Khans of Tarkir (2014) officially named color wedges, which made URW the Jeskai wedge. The ordering of mana symbols was formalized in the Dominaria Oracle Changes update:

With Khans of Tarkir, we changed the order of mana symbols when one color meets its two enemies.

Up until then, the color facing its enemies came first, followed by its enemies in the standard two-color order. For example, Lightning Angel's cost was 1RWU.

Khans of Tarkir reordered these by putting the solitary color in the middle, paired up with its enemies in standard two-color order. For example, Jeskai Ascendancy's cost is URW.

In the color wheel, the colors next to each other are called allies, while ones separated by another color are enemies. To sort the symbols in a mana cost, it’s considered aesthetically pleasing and helpful for Limited gameplay to arrange them in such a way that either all pairs of neighboring symbols are allies, or all are enemies, and that they always go around the color wheel in the same direction. This rule results in unique orderings of combinations of up to three colors. For four or five, both options are possible, it was decided to prefer allied chains.

If you’d like to sort a mana cost the way Wizards do, look at the image below and find a sequence that includes the necessary colors and no others, following either the pentagon (allied colors) or the star (enemies).
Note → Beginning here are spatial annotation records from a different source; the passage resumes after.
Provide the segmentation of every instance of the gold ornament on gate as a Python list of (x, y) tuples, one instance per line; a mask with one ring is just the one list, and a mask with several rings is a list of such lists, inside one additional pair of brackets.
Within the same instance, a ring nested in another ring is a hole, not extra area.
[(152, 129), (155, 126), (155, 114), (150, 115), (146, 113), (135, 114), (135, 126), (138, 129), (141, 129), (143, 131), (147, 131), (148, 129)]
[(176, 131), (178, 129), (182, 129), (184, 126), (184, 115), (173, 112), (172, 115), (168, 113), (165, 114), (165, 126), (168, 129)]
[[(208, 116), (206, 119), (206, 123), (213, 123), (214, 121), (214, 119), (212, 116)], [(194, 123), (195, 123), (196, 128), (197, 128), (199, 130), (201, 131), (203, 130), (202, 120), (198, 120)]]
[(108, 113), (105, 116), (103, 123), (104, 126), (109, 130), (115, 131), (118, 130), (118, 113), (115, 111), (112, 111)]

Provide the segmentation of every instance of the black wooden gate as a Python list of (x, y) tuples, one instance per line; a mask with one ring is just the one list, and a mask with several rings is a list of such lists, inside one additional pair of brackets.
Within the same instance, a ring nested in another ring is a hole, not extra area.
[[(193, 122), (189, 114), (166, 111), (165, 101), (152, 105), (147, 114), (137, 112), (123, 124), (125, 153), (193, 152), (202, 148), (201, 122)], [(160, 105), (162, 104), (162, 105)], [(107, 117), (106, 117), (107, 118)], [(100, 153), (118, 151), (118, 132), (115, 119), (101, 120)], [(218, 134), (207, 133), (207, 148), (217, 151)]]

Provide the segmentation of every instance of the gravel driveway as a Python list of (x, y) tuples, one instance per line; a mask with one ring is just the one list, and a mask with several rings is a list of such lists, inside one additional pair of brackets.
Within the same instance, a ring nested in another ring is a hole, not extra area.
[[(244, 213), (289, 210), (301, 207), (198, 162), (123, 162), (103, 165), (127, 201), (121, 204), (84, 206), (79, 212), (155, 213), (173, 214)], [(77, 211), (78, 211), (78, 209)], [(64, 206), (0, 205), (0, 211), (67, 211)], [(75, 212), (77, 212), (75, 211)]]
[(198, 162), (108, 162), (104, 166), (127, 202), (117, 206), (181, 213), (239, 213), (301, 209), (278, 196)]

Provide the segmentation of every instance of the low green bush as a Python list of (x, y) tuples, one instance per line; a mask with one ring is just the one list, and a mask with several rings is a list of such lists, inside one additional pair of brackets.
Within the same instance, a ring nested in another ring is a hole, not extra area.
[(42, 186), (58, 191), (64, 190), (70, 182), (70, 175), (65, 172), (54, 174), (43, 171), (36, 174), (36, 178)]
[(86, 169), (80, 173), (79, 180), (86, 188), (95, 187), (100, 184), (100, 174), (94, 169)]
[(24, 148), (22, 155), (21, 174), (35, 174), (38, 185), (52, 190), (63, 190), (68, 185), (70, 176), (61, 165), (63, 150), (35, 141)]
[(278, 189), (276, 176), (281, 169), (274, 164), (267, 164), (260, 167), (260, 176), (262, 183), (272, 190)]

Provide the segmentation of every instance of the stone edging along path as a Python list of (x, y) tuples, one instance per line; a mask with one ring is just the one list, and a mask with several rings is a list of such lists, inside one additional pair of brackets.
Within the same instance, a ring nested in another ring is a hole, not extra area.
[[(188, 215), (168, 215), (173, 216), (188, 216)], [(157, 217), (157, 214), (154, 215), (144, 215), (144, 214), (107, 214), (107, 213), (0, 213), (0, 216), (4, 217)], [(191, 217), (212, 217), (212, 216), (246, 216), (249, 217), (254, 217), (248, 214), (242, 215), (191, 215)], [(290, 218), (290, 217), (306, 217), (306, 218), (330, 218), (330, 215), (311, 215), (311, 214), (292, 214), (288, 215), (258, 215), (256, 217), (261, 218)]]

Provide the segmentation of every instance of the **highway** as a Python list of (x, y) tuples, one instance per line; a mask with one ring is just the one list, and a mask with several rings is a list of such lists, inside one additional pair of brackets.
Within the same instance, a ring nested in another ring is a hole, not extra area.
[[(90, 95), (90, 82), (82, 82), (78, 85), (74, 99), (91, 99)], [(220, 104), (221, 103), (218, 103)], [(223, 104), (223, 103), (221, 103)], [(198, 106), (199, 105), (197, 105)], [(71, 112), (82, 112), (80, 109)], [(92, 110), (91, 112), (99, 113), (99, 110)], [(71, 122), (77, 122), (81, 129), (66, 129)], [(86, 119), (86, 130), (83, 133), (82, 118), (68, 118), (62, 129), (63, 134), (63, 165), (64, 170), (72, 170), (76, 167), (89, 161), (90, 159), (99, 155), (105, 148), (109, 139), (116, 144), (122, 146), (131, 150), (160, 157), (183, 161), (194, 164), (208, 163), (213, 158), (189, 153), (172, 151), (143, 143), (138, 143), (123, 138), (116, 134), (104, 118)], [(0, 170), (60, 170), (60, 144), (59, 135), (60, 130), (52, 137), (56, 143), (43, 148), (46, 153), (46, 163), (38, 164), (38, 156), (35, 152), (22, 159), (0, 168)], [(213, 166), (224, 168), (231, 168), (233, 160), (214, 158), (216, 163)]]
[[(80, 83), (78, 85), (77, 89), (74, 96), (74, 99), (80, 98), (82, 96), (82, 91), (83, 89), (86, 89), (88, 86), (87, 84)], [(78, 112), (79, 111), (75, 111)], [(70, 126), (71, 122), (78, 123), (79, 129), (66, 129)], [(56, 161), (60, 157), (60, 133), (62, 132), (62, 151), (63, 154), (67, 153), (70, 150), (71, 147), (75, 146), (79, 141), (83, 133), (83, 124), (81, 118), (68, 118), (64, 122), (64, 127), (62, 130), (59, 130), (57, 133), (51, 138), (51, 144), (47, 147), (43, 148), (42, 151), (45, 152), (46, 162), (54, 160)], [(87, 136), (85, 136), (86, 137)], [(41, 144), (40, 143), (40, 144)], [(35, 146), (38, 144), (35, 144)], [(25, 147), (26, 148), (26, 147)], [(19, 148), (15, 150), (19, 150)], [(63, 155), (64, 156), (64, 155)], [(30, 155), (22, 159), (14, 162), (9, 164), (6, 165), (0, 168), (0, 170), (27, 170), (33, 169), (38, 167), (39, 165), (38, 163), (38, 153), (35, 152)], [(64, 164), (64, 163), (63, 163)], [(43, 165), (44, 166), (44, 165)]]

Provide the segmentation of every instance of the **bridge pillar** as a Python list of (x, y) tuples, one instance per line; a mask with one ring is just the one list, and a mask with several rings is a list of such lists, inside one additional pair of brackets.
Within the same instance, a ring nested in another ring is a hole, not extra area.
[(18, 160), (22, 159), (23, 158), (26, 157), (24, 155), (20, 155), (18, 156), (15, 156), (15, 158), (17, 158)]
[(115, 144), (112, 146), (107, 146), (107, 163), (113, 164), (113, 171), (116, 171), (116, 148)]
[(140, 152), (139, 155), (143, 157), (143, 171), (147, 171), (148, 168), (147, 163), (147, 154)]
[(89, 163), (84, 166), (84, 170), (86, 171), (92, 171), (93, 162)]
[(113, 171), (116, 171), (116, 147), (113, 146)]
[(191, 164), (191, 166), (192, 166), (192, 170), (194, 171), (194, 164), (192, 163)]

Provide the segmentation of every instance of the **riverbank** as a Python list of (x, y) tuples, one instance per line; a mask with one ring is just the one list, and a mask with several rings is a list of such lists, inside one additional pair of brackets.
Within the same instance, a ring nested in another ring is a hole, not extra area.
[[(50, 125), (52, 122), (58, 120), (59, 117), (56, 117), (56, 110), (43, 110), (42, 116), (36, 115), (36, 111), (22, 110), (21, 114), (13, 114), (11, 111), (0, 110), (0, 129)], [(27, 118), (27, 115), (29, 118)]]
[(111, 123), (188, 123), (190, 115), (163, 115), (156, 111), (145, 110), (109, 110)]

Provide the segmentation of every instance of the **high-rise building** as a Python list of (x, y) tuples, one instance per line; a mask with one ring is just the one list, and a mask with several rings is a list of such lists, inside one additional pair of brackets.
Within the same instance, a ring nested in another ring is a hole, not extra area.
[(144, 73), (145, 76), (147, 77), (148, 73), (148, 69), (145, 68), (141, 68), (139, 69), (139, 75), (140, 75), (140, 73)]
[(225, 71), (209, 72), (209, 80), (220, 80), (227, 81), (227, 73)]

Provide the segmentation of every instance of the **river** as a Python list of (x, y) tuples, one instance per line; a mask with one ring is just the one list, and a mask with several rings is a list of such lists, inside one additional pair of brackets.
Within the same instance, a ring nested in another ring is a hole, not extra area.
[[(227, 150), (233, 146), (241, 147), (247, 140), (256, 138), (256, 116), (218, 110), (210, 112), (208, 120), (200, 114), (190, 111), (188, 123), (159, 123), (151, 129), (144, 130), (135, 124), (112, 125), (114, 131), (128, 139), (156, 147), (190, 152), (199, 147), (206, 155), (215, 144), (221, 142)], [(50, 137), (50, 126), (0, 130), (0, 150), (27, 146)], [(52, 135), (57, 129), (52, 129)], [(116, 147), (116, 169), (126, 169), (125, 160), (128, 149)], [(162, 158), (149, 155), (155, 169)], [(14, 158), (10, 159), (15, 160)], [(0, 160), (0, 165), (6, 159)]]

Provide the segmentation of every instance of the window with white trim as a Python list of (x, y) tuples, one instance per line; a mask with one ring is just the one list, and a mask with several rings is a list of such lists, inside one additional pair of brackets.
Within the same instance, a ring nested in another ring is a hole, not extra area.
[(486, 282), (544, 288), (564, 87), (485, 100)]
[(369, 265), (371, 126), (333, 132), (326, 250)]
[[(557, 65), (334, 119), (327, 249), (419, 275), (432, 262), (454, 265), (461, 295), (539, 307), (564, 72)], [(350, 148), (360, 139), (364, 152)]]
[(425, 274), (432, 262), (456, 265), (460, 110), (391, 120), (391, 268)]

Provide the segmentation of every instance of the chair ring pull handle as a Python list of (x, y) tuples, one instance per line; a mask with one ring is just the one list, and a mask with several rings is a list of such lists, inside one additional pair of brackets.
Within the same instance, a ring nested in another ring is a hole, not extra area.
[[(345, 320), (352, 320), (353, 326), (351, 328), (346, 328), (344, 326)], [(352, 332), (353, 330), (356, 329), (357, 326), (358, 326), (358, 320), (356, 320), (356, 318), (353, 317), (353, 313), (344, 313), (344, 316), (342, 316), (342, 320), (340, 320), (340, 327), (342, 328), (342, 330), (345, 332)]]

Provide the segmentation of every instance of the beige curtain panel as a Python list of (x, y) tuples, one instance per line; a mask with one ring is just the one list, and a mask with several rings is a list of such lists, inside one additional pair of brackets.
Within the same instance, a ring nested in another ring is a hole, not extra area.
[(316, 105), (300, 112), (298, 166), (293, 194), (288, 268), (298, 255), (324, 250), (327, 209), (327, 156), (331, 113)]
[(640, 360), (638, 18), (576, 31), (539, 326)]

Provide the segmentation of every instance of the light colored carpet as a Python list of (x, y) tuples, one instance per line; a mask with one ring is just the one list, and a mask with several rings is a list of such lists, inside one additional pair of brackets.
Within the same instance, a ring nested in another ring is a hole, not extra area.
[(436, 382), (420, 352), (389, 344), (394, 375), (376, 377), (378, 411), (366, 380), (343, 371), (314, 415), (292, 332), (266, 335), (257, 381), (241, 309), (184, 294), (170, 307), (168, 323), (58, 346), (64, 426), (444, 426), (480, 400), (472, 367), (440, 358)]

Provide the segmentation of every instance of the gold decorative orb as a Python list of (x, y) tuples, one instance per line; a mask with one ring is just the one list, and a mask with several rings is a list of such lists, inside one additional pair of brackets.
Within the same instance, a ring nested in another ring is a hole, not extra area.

The clockwise direction will tell you the ordering.

The effect on gameplay is mostly when drafting a set with a high quantity of three-color cards. In a set with “shard” combinations (e. g. WUB, two allied pairs and one enemy pair) the two-color cards will tend to favor allied pairs, while “wedges” (e. g. URW, two pairs of enemies and an allied one) will be found in sets with enemy-colored two-color cards. Wizards prefer to design sets this way so three-color cards are compatible with a greater portion of other cards in the set. The arrangement of colors in the mana cost helps identify such compatibility at a glance (e. g. a deck with GUR cards will also contain GU and UR cards but not RG, so it makes sense to arrange the GUR symbols in a way that emphasizes the GU and UR subsets).